Background: Hip fractures constitute a major public health problem for older individuals. They are associated with functional deterioration, limited mobility, and increased mortality, while contributing to economic and social hardships that are compounded by a second hip fracture. With the aging US population and increasing rates of hip fractures, it is essential to understand factors surrounding subsequent contralateral hip fractures.

Materials and methods: This descriptive study was a retrospective review of patients 60 years and older who were identified in the institutional geriatric hip fracture database as having had an initial and subsequent contralateral hip fracture, with the second treated at our tertiary referral center.

Results: The incidence of subsequent hip fracture was 13.2%. The mean time to second hip fracture was 3.5 years after the initial injury.
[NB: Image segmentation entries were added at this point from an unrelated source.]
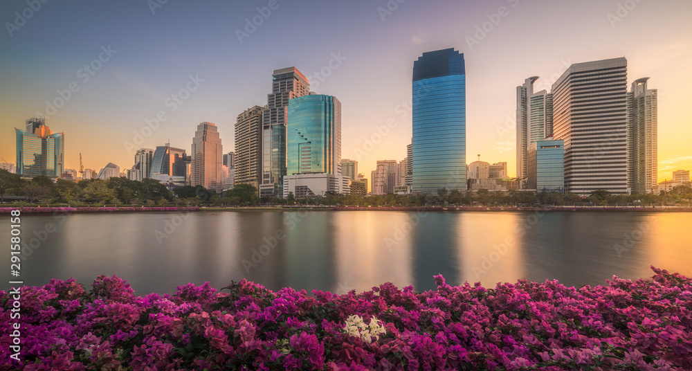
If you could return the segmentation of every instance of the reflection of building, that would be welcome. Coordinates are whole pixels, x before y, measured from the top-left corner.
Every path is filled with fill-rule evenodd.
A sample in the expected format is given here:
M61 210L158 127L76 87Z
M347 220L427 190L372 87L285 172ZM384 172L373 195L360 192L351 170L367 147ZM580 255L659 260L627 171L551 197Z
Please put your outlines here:
M283 196L348 193L349 179L341 175L341 103L331 96L311 93L291 99L287 114L286 177L291 180L284 180Z
M356 180L358 177L358 161L341 159L341 175Z
M262 111L255 106L238 115L235 122L235 183L260 188L262 174Z
M658 91L646 89L648 80L627 93L628 187L636 193L651 193L658 180Z
M424 53L413 63L413 190L465 190L466 147L464 54Z
M0 163L0 169L7 170L15 174L15 164L11 163Z
M65 138L53 134L43 118L26 120L26 130L15 129L17 136L16 172L27 177L44 175L58 178L62 174Z
M286 125L289 122L289 101L307 95L307 78L295 67L274 71L271 93L262 114L262 174L260 196L280 196L283 177L286 174Z
M680 183L687 183L690 181L690 171L676 170L673 172L673 180Z
M224 153L215 125L201 123L192 138L191 186L201 186L217 192L223 188L221 164ZM156 165L156 164L154 164Z
M152 160L154 150L142 148L134 155L134 165L127 171L127 179L131 181L142 181L145 178L152 177Z
M529 145L527 184L529 190L565 192L565 143L552 139Z
M565 141L565 191L628 191L627 60L572 64L552 85L553 133Z
M387 194L394 193L399 175L399 164L396 160L381 160L377 161L377 167L372 170L372 194Z
M98 172L98 176L97 177L101 180L108 180L109 178L118 178L120 176L120 167L113 163L108 163L104 168L101 169L101 171Z
M296 199L324 196L327 192L349 192L349 179L334 174L304 174L284 177L284 198L293 193Z

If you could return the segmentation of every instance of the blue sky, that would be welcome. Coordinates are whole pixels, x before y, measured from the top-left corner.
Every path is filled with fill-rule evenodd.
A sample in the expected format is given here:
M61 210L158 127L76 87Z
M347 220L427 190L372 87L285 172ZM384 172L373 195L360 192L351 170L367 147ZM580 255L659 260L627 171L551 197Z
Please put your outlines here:
M237 116L266 104L274 69L295 66L341 101L343 157L369 177L377 160L406 156L413 61L452 47L466 64L467 162L480 154L514 173L515 89L525 78L541 76L539 89L549 89L571 63L625 56L630 82L650 77L659 89L659 178L692 168L690 1L168 0L152 12L158 1L37 0L37 11L27 10L30 1L2 2L0 158L15 162L12 128L45 113L58 91L66 97L71 83L75 91L48 117L65 133L68 168L81 152L86 168L113 162L124 171L134 154L126 143L153 148L169 137L189 151L203 121L233 150ZM22 23L15 12L31 17ZM253 18L261 24L246 30ZM87 81L85 65L99 67ZM160 112L165 119L147 129ZM390 118L396 127L378 141ZM136 132L148 136L140 144Z

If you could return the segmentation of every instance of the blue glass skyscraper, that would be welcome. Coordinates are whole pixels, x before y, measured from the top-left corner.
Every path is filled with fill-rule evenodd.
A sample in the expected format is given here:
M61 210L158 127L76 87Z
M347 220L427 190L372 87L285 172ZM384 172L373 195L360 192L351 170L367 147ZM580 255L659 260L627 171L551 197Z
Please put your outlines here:
M413 62L413 190L466 189L466 71L453 48Z

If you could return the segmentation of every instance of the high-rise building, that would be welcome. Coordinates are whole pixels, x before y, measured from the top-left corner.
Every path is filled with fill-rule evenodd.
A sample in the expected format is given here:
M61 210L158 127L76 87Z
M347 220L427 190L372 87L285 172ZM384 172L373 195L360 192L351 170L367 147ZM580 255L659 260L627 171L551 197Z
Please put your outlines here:
M348 177L352 180L357 180L358 161L341 159L341 174L344 177Z
M488 177L505 179L507 177L507 163L501 162L488 166Z
M98 172L97 178L102 181L107 181L110 178L118 178L120 176L120 167L113 163L108 163L107 165Z
M673 180L679 183L688 183L690 181L689 170L675 170L673 172Z
M262 113L262 174L260 196L281 196L286 175L286 125L289 100L306 96L310 84L295 67L274 71L271 76L271 93Z
M529 145L527 188L547 192L565 192L565 147L563 141L549 138Z
M466 147L464 54L424 53L413 63L413 191L465 190Z
M635 193L658 184L658 91L646 89L648 79L635 81L628 93L628 187Z
M12 174L15 174L15 164L12 163L0 163L0 169L7 170Z
M262 180L262 112L255 106L238 115L235 121L235 183L252 184L260 188ZM271 132L271 131L270 131Z
M26 177L59 178L64 166L65 135L53 134L43 118L26 120L26 130L15 129L16 172Z
M396 160L378 161L377 166L372 170L371 177L372 194L394 193L397 178L399 178L399 164Z
M223 190L223 153L216 125L211 123L198 125L192 138L190 185L199 185L208 190L221 192Z
M553 134L553 95L542 90L534 93L538 76L526 79L517 87L517 178L526 178L529 145Z
M552 85L553 132L564 141L565 191L627 190L627 60L572 64Z
M154 159L154 150L142 148L134 154L134 165L128 169L127 179L131 181L142 181L145 178L152 177L152 162Z
M311 93L289 100L287 115L282 196L347 193L348 178L341 175L341 103L331 96Z

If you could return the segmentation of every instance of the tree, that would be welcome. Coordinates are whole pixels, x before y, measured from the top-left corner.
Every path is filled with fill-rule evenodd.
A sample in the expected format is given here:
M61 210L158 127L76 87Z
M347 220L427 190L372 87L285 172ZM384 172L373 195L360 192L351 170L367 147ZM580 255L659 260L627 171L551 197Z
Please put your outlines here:
M0 203L5 202L5 192L21 186L21 177L4 169L0 169Z
M226 192L226 197L228 199L235 197L237 199L237 204L244 206L255 206L260 202L257 188L252 184L243 183L236 184L233 189Z

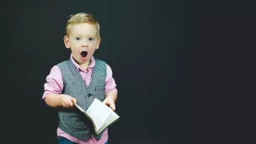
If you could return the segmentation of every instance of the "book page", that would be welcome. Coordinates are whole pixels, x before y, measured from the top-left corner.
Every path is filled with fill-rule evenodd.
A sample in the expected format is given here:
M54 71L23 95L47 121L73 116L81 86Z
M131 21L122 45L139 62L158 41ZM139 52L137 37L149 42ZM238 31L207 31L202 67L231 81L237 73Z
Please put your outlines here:
M120 116L115 114L114 111L112 111L111 115L109 116L109 118L105 120L105 122L101 125L99 130L96 131L97 134L99 134L103 130L104 130L109 125L110 125L112 122L118 120Z
M95 131L103 125L105 120L112 114L112 109L95 99L91 106L86 110L86 114L93 120L95 126Z

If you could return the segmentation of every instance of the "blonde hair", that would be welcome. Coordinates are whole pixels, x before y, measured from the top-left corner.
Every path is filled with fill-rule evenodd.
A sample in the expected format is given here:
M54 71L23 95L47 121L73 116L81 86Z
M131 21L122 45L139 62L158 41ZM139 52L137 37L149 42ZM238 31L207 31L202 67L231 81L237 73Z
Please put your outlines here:
M86 13L78 13L74 15L70 15L70 19L66 25L66 35L68 36L70 29L72 25L81 23L88 23L95 26L97 29L97 36L99 37L99 24L97 20L94 19L93 15Z

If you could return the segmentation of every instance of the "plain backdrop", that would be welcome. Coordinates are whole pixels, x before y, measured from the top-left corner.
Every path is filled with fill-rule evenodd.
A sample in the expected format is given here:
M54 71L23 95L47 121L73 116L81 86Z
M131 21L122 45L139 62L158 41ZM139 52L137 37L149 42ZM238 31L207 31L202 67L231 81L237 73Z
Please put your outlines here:
M121 119L109 129L109 144L238 139L227 136L235 130L224 119L232 109L218 110L220 115L216 110L230 104L220 96L240 93L232 87L240 76L234 72L240 70L240 50L252 47L253 39L237 36L251 34L251 9L235 1L2 2L3 139L57 143L57 113L42 100L43 86L51 68L69 59L65 26L70 14L81 12L99 22L102 41L94 56L111 67L117 84Z

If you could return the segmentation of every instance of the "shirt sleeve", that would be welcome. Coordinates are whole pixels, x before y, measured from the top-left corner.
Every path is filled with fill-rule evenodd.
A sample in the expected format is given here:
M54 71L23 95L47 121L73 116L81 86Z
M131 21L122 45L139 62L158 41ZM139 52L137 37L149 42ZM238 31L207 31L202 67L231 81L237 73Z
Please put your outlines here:
M47 94L61 94L63 90L63 79L60 68L54 66L46 77L46 83L44 84L45 92L42 99L45 99Z
M113 78L113 72L110 67L107 64L107 76L105 80L105 94L108 94L110 92L116 92L116 84L115 81Z

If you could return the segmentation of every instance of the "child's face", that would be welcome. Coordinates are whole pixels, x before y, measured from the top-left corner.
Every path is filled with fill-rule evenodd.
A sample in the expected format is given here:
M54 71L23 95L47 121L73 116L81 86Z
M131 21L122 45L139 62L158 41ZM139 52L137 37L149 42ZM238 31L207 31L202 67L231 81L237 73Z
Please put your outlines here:
M97 36L94 25L83 23L74 24L70 29L69 36L64 36L67 48L71 48L73 58L78 64L90 61L96 49L99 49L100 38Z

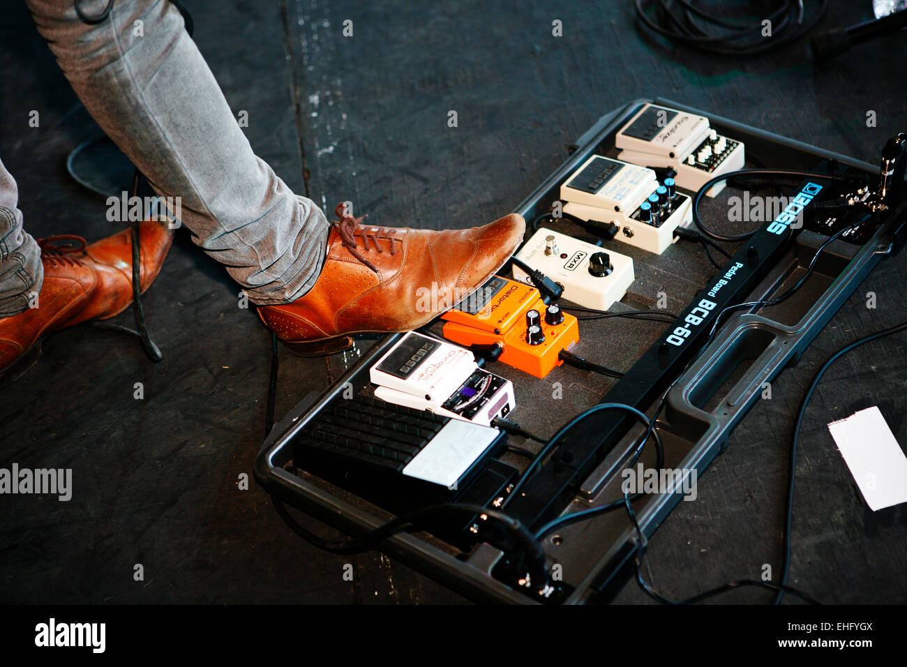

The first fracture tended to be a femoral neck fracture, whereas the second injury was more likely to have an intertrochanteric pattern. There was a higher complication rate after a subsequent hip fracture. Patients taking osteoporosis and adjuvant medication prior to admission for the second fracture tended to have a lower 90-day mortality rate. Patients with a history of any fracture prior to the first hip fracture, with cancer, and with osteopenia had shorter intervals to the subsequent event.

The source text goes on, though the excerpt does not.